Сенлин нашел Эдит, когда она привязывала сигнальные ленточки к такелажу. Эти простые штуковины помогали им отслеживать ветер, и их замена была не особо трудной задачей, но она дала остальной команде повод спуститься в кубрик, не отвлекая старпома от работы. И, что еще важнее, уберегла Эдит от необходимости обсуждать ее мертвый движитель.
Завязывать ленты одной рукой и зубами было трудновато. Сенлин предложил помощь, но она отказалась с натянутой вежливостью, которая подсказала ему: дальнейшая настойчивость будет воспринята как оскорбление.
Он хотел поднять вопрос о том, где она будет спать, раз ее комната разрушена. Он пришел с намерением предложить свою постель. Он мог переночевать с Адамом, а она могла оставить себе большую каюту. Но теперь он передумал. Он понял, что лишь заставит ее чувствовать себя жалкой – и тогда она рассердится. Что ж, пусть устроится с Ирен и Волетой, – может, ей станет легче, когда она окажется ближе к команде.
Сенлин сообщил Эдит о приостановленных вахтах и ушел, а она продолжила скрипеть зубами, завязывая красную ленточку.
На самом деле он был рад сохранить свою комнату и кровать. Он плохо себя чувствовал с той самой минуты, как потерял сознание в Золотом зоопарке, хоть и не мог объяснить даже самому себе, что его тревожит. Больше всего загадочный недуг походил на зуд, который терзал то один орган, то другой. То мозг, то сердце, то печень. Зуд беспокоил так сильно, что Сенлина начинало тошнить. Он считал все это симптомами недоедания, но пир, которым только что насладился, первая настоящая еда за много дней, не вылечил его.
Возможно, он и правда болен.
Смешно. Он видел призраков неделями и только сейчас подумал, что, может быть, действительно нездоров.
Как только он остался один в своей каюте, ему захотелось поразмышлять над портретом Марии кисти Огьера, чтобы освежить память о жене.

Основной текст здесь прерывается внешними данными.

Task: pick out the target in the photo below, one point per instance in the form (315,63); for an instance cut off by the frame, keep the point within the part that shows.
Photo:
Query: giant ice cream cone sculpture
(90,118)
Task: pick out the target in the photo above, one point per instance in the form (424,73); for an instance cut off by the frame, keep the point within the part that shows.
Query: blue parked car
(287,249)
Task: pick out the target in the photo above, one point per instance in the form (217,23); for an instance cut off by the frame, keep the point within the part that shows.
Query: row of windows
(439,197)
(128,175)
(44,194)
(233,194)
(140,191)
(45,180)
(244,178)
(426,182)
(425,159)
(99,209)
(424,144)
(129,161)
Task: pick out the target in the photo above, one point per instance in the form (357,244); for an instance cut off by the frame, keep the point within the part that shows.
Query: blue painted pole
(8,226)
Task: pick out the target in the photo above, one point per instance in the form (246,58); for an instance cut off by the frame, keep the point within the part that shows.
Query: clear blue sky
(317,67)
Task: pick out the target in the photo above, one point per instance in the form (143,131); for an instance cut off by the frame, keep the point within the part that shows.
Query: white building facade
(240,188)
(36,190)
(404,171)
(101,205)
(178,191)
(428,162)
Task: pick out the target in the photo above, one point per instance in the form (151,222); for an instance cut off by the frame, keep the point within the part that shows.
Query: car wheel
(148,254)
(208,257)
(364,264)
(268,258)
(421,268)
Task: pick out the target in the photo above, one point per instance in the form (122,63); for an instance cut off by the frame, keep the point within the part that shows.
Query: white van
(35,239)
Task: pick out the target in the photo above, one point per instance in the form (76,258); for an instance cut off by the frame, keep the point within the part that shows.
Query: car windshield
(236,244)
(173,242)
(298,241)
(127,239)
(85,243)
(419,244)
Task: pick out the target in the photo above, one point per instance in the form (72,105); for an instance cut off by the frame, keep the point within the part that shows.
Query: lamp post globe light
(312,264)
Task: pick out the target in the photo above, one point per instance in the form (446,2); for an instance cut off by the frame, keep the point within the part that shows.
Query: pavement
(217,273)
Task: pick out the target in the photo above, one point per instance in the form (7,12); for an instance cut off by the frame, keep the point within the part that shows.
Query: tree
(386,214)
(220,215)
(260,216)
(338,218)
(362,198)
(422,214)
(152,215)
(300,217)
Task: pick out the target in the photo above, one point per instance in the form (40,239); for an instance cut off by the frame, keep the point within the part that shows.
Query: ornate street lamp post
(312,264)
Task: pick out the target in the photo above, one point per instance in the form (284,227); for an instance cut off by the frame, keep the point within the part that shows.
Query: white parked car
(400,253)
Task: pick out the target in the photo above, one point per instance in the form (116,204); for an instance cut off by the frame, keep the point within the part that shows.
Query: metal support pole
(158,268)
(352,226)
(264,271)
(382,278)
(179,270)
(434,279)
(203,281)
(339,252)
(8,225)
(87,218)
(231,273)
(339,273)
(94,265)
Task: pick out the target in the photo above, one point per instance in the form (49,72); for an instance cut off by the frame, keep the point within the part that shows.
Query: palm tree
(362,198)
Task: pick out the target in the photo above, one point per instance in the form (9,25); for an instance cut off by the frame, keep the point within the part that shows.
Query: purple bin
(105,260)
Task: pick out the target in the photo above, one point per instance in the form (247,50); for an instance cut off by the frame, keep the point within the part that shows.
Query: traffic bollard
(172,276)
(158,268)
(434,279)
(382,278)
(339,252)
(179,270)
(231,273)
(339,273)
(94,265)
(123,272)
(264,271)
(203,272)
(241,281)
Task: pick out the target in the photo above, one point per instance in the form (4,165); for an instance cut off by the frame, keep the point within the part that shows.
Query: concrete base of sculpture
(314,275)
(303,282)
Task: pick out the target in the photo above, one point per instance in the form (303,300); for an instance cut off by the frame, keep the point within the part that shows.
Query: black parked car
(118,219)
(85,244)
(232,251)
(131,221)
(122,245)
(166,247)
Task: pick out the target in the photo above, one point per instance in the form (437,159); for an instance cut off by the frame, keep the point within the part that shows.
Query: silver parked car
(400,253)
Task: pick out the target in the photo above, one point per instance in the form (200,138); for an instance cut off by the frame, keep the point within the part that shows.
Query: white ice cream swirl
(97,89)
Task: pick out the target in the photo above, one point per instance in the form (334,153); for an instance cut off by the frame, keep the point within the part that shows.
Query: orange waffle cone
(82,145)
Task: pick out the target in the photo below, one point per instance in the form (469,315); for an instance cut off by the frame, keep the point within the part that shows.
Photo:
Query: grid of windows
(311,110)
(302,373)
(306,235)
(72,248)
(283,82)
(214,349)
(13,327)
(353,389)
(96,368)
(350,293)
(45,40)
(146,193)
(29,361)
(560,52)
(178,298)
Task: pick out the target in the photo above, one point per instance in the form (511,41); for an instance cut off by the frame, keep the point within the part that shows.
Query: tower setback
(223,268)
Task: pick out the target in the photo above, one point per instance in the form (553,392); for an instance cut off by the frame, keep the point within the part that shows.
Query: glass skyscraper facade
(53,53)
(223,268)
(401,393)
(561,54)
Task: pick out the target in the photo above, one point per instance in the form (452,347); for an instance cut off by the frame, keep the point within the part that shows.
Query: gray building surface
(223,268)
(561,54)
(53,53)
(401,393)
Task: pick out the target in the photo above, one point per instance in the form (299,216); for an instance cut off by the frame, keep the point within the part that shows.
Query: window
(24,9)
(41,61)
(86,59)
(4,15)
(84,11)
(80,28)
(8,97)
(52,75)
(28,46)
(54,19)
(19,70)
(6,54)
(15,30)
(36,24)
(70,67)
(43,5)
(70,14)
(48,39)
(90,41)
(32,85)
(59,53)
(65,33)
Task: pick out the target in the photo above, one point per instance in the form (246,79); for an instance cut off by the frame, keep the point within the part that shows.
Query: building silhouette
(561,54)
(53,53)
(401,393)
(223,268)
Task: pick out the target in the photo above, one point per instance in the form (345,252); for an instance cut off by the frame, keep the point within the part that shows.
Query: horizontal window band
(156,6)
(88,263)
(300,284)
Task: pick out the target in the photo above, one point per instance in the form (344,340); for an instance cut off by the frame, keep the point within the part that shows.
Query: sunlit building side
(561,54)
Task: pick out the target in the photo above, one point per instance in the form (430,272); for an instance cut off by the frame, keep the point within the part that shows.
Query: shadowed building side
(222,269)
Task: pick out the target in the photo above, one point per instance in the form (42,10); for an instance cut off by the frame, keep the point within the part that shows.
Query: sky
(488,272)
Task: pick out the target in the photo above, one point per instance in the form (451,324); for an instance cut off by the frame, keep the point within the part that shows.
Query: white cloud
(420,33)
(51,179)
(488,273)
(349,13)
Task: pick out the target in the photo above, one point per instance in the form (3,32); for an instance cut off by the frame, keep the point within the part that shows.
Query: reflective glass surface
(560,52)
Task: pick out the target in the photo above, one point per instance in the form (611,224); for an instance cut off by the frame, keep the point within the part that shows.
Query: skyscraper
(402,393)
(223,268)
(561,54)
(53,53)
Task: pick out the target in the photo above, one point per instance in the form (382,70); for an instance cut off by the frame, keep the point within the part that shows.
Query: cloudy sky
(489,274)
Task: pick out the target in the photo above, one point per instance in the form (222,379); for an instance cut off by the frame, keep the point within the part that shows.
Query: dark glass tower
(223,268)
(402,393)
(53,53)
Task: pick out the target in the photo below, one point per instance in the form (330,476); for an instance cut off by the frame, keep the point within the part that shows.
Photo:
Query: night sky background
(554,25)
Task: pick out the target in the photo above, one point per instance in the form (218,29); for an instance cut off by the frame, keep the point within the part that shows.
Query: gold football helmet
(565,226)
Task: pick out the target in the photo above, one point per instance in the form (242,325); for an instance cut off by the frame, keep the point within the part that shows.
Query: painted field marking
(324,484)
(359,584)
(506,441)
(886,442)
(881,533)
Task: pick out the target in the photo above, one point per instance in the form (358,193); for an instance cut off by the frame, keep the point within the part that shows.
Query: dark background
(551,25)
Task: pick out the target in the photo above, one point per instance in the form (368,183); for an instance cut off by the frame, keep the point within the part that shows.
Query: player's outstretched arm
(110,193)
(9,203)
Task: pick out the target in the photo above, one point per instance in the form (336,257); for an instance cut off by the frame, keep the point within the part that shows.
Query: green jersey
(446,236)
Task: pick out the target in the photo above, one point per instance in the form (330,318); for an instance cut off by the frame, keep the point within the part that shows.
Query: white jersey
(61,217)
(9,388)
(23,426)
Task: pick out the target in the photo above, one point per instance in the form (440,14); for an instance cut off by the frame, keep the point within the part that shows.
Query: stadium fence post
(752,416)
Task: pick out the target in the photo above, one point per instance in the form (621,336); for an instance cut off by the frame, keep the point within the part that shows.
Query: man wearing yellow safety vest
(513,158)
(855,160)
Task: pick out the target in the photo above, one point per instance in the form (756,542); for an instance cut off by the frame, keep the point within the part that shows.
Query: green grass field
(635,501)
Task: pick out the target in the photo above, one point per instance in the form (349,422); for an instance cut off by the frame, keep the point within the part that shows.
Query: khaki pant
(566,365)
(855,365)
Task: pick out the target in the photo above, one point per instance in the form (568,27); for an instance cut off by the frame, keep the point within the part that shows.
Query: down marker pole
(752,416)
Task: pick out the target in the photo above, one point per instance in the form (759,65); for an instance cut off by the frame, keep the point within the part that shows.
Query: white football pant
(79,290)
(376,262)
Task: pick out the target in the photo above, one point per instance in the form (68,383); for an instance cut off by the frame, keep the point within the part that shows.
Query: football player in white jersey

Он надел ночную рубашку и забрался в перекошенную постель. Вынул картину из полости за изголовьем и прижал ко лбу, как святую реликвию. Слабый запах льняного семени и лака несколько месяцев заменял ему память об аромате Марии. Следы кисти на картине на ощупь напоминали отпечатки пальцев, и он с большим удовольствием ощупывал их.
Всего через миг ему стало лучше. Тошнота прошла, зуд превратился в теплую, мягкую тяжесть.
Подумать только, он оставил портрет в тайнике, отправившись в Зоопарк, прекрасно зная, что Ирен, возможно, придется спасаться бегством вместе с кораблем. Насколько близок он был к тому, чтобы потерять последнее, что осталось от Марии? Он решил, что такая ошибка не повторится. Отныне, куда бы Сенлин ни отправился, он возьмет ее портрет с собой.
Он едва ли удивился, учитывая искренние чувства, которые вызвала картина, когда рядом, под одеялом, появился призрак Марии в ночной рубашке.
– Рада, что мы снова разговариваем, Том.
– Я думал, ты ушла. – Он взглянул на нее, проверяя, не сделана ли она, как прежде, из влажных пятен краски, но Мария вернула облик из плоти и крови.
– С чего ты взял?
– Последний раз, когда мы виделись, ты велела мне отпустить тебя.
– Не говори ерунды. Я так сказала только потому, что там была та ужасная женщина и ты пересказывал ей мои слова.